Da Cellino San Marco a Neverland
Restando in Italia, ci fu una partita giudiziaria nella quale Al Bano trascinò il monumento del Pop Michael Jackson in aula, a Roma: lo accusò di avergli rubato i Cigni di Bakala, datata 1987 e averla trasformata in Will You Be There. I periti stabilirono che le due canzoni avevano 37 note di seguito identiche nel ritornello, e quindi il plagio sussisteva; Jackson venne condannato a pagare 4 milioni di lire di multa, ma non i 5 miliardi che chiedeva Al Bano. Sentenza che venne completamente rivista dalla in appello: entrambi si erano ispirati alla canzone del 1939, sprovvista di copyright, Bless You For Being An Angel degli Ink Spots.
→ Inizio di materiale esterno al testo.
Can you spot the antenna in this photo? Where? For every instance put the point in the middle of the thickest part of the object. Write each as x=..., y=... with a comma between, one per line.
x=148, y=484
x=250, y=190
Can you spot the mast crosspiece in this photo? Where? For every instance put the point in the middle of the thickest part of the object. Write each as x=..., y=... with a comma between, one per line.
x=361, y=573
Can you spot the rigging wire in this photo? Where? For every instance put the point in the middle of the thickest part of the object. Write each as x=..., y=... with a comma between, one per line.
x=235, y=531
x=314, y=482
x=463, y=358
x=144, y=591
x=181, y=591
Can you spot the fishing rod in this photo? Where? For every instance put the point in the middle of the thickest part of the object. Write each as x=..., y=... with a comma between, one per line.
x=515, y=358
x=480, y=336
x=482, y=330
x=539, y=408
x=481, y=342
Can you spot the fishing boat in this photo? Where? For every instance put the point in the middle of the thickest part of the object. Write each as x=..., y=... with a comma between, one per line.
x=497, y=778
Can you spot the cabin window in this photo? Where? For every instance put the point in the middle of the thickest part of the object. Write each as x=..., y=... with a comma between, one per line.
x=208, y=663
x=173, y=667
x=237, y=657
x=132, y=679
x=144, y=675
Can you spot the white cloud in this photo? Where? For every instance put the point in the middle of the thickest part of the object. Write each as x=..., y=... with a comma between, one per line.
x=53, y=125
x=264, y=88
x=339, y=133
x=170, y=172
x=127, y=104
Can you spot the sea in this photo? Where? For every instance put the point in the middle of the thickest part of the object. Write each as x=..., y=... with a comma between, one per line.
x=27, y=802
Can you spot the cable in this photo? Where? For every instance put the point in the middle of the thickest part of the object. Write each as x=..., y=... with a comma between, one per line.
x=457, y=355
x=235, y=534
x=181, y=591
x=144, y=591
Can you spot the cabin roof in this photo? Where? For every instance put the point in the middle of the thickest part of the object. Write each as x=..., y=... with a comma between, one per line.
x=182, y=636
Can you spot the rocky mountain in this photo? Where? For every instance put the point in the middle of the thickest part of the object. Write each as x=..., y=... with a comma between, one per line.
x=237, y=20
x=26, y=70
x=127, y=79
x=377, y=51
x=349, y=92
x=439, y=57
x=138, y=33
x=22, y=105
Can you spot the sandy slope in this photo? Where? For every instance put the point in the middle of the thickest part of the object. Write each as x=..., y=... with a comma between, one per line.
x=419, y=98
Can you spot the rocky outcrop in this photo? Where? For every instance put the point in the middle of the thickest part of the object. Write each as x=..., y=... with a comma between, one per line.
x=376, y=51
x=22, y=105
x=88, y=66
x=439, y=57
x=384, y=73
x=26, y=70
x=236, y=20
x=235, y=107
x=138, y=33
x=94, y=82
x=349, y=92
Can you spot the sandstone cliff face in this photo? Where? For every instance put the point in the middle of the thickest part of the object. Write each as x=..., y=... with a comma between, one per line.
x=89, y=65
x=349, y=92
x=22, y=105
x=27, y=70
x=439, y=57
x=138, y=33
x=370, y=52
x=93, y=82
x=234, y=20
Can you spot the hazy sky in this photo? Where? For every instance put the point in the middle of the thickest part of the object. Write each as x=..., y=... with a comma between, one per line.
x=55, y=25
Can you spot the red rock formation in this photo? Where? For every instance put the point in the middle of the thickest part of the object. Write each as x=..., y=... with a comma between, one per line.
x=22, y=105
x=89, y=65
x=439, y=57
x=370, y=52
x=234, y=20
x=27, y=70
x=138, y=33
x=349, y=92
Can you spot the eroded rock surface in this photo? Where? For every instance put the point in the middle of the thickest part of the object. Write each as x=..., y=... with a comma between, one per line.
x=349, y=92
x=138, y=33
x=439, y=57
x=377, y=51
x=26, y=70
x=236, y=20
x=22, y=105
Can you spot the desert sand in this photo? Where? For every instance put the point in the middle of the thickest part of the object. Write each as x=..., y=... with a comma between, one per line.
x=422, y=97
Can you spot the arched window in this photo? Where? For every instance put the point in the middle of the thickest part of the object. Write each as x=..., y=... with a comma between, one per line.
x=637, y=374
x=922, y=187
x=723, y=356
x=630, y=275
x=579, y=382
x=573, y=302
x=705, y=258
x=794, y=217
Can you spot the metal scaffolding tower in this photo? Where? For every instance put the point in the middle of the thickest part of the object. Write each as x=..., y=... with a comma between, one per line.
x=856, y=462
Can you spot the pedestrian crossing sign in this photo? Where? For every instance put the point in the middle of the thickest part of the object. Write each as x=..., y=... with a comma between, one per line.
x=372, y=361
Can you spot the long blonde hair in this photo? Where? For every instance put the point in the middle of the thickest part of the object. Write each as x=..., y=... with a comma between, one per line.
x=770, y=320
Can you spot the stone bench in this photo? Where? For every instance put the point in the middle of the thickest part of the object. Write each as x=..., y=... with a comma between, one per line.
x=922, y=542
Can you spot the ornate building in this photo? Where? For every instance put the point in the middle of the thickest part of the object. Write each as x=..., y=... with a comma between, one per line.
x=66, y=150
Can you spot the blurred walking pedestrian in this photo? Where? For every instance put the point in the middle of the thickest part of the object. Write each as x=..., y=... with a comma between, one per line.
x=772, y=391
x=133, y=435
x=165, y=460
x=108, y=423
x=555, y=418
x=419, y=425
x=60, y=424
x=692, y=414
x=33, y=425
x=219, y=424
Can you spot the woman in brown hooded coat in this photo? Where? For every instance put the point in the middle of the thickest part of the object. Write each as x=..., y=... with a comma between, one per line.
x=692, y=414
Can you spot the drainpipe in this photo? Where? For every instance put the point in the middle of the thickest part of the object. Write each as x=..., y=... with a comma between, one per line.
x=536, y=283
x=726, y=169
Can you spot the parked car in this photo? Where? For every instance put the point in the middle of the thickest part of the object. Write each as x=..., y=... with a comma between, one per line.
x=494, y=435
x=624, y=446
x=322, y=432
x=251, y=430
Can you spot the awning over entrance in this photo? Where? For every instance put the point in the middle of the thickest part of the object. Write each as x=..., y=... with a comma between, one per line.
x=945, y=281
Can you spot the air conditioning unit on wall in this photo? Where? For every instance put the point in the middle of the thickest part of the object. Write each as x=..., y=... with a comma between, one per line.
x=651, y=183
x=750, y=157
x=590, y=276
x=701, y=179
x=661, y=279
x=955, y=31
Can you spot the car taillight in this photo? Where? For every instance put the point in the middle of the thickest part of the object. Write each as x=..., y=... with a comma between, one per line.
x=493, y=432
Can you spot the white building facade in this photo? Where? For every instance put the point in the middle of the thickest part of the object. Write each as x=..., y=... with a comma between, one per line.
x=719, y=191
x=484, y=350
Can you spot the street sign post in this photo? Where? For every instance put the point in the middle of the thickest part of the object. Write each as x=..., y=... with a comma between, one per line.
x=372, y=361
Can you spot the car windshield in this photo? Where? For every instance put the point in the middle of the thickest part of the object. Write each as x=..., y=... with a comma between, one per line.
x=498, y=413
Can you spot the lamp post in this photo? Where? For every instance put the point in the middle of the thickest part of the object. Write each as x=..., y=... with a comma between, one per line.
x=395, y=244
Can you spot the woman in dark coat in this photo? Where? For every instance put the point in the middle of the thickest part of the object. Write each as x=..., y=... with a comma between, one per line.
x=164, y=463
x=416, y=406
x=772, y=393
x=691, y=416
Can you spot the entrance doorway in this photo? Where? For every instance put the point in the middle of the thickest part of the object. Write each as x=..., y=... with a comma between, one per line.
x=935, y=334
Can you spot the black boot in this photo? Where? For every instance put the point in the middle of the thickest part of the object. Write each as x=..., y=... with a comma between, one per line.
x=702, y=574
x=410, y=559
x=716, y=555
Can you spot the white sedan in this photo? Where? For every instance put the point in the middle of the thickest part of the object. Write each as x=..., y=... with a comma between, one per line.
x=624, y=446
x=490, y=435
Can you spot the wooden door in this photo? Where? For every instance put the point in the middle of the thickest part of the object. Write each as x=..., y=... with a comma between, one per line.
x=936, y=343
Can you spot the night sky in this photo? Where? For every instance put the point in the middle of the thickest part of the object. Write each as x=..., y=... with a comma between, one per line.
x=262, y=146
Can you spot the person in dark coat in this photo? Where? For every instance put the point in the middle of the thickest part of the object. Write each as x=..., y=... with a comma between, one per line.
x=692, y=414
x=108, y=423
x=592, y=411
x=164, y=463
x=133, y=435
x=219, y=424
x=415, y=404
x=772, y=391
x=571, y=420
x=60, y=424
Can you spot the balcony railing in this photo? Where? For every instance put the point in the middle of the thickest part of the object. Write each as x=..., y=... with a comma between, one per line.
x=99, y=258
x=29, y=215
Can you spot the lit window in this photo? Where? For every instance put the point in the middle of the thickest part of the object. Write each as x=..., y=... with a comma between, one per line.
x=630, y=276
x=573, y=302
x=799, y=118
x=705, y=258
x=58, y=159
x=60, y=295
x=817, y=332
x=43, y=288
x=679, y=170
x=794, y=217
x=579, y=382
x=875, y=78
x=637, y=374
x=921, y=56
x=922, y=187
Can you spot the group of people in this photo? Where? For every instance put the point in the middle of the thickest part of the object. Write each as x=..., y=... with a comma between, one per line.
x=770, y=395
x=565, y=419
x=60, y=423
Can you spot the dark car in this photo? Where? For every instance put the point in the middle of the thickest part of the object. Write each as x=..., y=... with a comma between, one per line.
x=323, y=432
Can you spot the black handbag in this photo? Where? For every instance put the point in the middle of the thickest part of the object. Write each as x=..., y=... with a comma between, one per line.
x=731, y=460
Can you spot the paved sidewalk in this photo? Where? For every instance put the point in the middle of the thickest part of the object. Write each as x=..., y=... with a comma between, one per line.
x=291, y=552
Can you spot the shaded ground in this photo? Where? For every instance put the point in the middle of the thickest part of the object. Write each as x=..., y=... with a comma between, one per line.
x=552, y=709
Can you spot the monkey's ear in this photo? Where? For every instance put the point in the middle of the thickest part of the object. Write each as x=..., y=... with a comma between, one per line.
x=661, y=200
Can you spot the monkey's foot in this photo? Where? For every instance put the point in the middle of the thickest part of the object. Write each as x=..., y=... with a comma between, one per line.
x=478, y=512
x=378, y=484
Il plagio del plagio. Al Bano fu costretto a pagare le spese processuali. Le canzoni ritenute simili sono un’infinità. Orecchiabile è la somiglianza tra Sarà la nostalgia di Sandro Giacobbe (scritta nel 1982) e La Vita è adesso di Claudio Baglioni, incisa tre anni dopo. Uno che viene tenuto sempre sotto osservazione è Zucchero, già identico nelle sembianze e nei movimenti a Joe Cocker: Per colpa di chi, grande successo di Fornaciari, non si discosta molto da Calling Elvis dei Dire Straits.

Cosa dire invece de Le ragazze dell’Est firmata da Baglioni che ha addirittura tre versioni? Mezz’ora fa di Gigi D’Alessio, Buona fortuna e buon viaggio dei Pooh e Un canto gitano di Lorenzo Ballarin. Per non parlare di Luciano Ligabue che nel 1995 ottiene un gran successo grazie a Certe Notti: ascoltandola però vien da chiedersi quanto si sia ispirato a Bed of Roses dei Bon Jovi… O gli 883 che raggiungono la celebrità col brano-tormentone Hanno ucciso l’Uomo Ragno riprendendo Love at First di Jon Yellow. Magari, all’epoca, il fatto poteva passare sottotraccia, difficile farlo oggi al tempo di Internet. E così si scopre che Arisa trionfa al Festival di Sanremo Giovani con un brano, Sincerità, troppo uguale nel ritornello a uno di Don McLean Vincent (Starry Starry Night). E nella speciale lista compare anche il Nobel-candidato Roberto Vecchioni: la sua Voglio una donna non può riportare alla mente I’m going down del Boss Bruce Springsteen.

E neanche il fresco di vittoria al Premio Tenco Niccolò Fabi la cui Verosimile ha un attacco molto “simile” a Know sure something dei Kiss. Chissà, magari il suo chitarrista è un fan della band glam rock statunitense. Un’autorità in materia di plagio musicale è sicuramente Michele Bovi, giornalista, autore di trasmissioni tv, collaboratore dello stesso Endrigo, autore del libro Anche Mozart copiava. Sul suo sito internet, Bovi ricorda come la prima causa per plagio vede protagonista uno dei padri della canzone italiana, Cesare Andrea Bixio, autore di Mamma e Parlami d’amore Mariù, per citarne due in uno sconfinato repertorio. Fu l’editore Ricordi a denunciare Bixio: sosteneva che la sua canzone, Noi siam come le lucciole… ovvero Lucciole vagabonde era un plagio dell’aria della Turandot di Giacomo Puccini, laddove fa “Ma il mio pensiero è chiuso in me…”. “Con i rispettivi avvocati”, scrive Bovi, “si recarono alla Siae per controllare il deposito dei due brani, in quel registro che raccoglie gli atti di nascita delle opere musicali dell’ingegno. E nella sorpresa generale scoprirono che Lucciole vagabonde era stata depositata alcuni mesi prima. Per stemperare l’imbarazzo di Ricordi e degli altri presenti, Bixio se ne uscì con questa frase: “Per carità, è ben lungi da me il pensiero che il Maestro Puccini abbia voluto copiare la mia canzone. Certo che il ritornello era nell’aria… probabilmente il Maestro l’ha sentito e gli è rimasto in testa…”. Gran signore.